La « liberté » imposée au peuple libyen ne peut être celle de la charia (communiqué du MRAP)

jeudi 3 novembre 2011.
 

Le MRAP avait, le 10 décembre 2007, condamné l’accueil réservé par Nicolas Sarkozy au Président Khadhafi comme « une véritable provocation envers tous ceux pour qui…[les] droits [de l’homme] sont inaliénables ». Dès le début des manifestations de 2011 contre le régime de M. Khadhafi, il avait exprimé sa solidarité avec le peuple libyen et son indignation face à la « répression barbare contre une foule désarmée qui ne fait que réclamer son droit à la dignité. »

Le 3 mars 2011, le Mrap avait condamné toute intervention étrangère, estimant que même sous le couvert de l’ONU, elle « n’apporterait pas la démocratie mais le chaos, que c’est au peuple libyen et à lui seul qu’il appartient de décider librement de son avenir. ».

Après l’adoption, le 17 mars dans la nuit, par le Conseil de sécurité de l’ONU, de la résolution 1973, permettant, sous certaines conditions la création d’une « zone d’exclusion aérienne » en vue de « protéger les populations et les zones civiles menacées d’attaque », ainsi que l’application de l’embargo sur les armes et le gel des avoirs, le MRAP avait exprimé son inquiétude face à toute intervention qui risquerait de ne pas se limiter à la stricte protection des populations civiles, rappelant que les changements ne sauraient être imposés de l’extérieur par des interventions militaires étrangères.

Le 30 mars, dans un appel unitaire, le MRAP avait renouvelé son inquiétude face à l’escalade militaire et réclamé « l’arrêt des bombardements et le retrait de l’OTAN, l’engagement d’initiatives politiques pour l’établissement d’un cessez-le-feu multilatéral. »

La suite devait hélas lui donner raison.
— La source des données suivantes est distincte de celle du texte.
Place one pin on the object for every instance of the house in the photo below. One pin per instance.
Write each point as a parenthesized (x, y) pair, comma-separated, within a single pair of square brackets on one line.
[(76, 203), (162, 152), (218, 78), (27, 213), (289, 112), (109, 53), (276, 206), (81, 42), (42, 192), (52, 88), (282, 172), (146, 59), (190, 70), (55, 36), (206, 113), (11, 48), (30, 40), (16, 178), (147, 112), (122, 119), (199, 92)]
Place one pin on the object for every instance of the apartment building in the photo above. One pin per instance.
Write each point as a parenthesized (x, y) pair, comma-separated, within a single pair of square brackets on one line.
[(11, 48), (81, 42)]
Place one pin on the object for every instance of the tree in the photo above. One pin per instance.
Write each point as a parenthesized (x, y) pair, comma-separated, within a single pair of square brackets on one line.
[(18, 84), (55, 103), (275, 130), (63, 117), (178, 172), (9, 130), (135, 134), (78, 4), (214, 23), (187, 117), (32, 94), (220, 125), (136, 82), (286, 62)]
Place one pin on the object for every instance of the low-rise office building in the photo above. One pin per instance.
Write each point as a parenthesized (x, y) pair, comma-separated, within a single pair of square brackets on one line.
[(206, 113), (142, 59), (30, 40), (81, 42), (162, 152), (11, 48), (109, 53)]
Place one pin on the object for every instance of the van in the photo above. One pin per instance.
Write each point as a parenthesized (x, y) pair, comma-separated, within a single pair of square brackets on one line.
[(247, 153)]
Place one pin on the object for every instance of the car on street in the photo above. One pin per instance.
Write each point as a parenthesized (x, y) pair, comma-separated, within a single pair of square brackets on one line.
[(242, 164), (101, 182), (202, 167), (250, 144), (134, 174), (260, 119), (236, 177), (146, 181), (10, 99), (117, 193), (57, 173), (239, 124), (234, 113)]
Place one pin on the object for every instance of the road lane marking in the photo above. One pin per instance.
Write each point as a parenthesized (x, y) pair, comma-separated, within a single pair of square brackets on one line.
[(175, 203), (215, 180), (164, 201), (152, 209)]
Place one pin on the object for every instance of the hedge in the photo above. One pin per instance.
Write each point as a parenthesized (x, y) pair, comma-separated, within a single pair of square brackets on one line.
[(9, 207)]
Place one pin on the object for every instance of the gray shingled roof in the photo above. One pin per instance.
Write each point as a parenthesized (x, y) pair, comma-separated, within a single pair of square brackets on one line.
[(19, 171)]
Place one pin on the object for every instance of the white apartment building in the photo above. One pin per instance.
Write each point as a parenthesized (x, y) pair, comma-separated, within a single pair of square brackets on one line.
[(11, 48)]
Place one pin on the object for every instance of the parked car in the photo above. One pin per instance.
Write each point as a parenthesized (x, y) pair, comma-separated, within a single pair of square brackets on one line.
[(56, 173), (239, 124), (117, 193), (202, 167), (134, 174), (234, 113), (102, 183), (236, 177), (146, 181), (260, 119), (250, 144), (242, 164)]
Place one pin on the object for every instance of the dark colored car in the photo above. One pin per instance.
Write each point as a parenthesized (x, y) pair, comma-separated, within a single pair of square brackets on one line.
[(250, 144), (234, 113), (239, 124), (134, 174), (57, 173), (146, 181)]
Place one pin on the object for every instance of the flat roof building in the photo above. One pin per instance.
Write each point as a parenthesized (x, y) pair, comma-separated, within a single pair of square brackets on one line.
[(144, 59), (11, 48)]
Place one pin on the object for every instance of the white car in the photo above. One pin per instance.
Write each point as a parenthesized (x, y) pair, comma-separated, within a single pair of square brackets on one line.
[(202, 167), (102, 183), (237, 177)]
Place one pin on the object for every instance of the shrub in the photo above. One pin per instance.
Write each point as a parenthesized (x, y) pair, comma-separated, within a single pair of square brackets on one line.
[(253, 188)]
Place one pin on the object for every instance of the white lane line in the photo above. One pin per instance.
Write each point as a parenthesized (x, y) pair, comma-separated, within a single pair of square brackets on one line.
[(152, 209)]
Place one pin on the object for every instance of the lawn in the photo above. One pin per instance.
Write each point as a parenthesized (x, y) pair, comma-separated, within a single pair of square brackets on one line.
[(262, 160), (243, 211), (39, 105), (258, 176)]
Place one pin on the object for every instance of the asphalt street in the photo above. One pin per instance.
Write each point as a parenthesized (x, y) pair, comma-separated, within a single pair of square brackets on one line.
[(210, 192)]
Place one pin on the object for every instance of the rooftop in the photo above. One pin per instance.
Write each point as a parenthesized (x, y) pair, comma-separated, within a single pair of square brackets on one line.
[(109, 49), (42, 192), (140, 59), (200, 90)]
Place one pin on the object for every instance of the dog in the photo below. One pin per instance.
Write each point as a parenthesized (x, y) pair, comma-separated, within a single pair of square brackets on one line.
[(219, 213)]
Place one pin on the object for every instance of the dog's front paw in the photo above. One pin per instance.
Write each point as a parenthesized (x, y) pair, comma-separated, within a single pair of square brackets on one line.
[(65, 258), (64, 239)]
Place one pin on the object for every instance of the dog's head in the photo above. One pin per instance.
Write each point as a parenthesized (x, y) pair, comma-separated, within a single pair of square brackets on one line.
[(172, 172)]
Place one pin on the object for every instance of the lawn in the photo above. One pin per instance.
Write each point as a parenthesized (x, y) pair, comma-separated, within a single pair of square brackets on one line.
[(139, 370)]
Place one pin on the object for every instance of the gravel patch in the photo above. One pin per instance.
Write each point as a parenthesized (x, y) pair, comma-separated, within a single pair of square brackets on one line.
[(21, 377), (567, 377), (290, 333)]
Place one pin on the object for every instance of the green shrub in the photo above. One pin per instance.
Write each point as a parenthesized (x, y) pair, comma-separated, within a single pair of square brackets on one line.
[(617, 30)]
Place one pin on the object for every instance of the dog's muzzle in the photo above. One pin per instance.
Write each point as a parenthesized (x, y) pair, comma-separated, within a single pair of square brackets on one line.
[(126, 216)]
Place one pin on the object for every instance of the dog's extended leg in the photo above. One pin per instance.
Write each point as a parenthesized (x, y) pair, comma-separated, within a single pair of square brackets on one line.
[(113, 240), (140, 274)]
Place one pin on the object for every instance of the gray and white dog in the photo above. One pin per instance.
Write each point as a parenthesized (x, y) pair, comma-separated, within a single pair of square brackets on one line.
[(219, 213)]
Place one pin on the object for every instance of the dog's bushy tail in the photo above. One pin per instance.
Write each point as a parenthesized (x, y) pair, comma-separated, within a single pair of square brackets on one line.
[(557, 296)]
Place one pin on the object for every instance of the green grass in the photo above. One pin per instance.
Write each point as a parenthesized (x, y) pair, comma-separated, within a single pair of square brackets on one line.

L’intervention de l’OTAN est sortie du cadre d’une stricte protection des populations civiles et s’est mise, comme en Irak et en Afghanistan, au service des intérêts politico-économiques des puissances essentiellement occidentales. La mission de protection n’a pas été remplie puisque les gouvernements concernés sont restés muets devant les exactions commises à l’encontre des populations noires de Libye - pour beaucoup migrants d’Afrique subsaharienne - accusées d’être « des mercenaires » à la solde de Kadhafi. Les bombardements incessants de l’OTAN ont à leur tour entraîné la destruction et la mort de milliers de civils.
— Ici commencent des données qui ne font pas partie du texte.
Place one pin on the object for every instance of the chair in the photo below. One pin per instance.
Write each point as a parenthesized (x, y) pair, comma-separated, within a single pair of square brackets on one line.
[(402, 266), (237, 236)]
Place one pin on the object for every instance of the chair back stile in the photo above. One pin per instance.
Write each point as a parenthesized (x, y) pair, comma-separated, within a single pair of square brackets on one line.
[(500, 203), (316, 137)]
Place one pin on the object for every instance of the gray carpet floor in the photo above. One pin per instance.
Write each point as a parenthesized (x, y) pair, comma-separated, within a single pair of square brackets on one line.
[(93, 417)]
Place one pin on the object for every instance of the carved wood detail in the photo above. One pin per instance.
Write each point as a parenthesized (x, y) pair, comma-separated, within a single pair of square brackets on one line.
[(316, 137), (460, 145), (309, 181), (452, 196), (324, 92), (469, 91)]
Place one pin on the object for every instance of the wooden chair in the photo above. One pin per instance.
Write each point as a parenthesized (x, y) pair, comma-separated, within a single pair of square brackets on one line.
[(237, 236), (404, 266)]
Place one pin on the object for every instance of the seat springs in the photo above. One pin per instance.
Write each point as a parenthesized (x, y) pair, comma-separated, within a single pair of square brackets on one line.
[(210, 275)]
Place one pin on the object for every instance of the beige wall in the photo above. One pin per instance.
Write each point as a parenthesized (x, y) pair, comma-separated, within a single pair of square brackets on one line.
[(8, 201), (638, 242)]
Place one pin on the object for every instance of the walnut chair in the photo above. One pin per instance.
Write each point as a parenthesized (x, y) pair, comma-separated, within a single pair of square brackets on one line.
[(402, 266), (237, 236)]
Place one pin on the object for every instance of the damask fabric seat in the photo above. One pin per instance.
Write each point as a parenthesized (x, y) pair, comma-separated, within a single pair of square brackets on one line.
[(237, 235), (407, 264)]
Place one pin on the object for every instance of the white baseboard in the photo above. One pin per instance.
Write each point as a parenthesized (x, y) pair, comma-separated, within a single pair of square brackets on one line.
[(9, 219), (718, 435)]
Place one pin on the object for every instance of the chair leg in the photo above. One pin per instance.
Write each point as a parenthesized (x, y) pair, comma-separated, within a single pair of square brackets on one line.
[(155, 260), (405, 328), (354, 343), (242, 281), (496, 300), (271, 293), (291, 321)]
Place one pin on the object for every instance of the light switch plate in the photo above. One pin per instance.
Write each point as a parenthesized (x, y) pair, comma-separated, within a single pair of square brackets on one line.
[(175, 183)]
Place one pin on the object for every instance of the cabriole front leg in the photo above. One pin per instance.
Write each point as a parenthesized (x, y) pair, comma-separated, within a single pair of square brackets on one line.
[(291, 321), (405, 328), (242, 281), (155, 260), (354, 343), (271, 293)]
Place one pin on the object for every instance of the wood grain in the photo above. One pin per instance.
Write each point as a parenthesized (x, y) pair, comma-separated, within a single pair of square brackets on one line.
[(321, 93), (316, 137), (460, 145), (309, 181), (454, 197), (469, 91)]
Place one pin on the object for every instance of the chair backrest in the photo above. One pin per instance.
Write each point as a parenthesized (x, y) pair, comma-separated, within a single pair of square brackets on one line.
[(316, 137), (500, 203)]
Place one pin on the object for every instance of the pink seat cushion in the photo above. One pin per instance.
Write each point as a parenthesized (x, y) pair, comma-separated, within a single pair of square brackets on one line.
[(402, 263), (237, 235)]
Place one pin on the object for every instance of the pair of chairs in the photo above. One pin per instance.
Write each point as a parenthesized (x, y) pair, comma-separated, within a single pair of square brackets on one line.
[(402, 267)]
Comme le déclare Francis Perrin, vice Président d’Amnesty International, « pour une construire une nouvelle Lybie, il faut que les nouvelles autorités montrent qu’elles sont prêtes à rompre avec les pratiques d’un régime qui a commis de nombreuses violations des droits de l’Homme ». Or, hélas, les derniers événements ne peuvent que confirmer notre inquiétude. Les crimes commis par Kadhafi ne sauraient en aucun cas justifier son probable lynchage, encore moins les exécutions sommaires de soldats. L’exécution d’un prisonnier de guerre – fût-il Muammar Khadafi - est, au regard du droit international, un crime de guerre, dénoncé par des organisations internationales de défense des droits de l’homme.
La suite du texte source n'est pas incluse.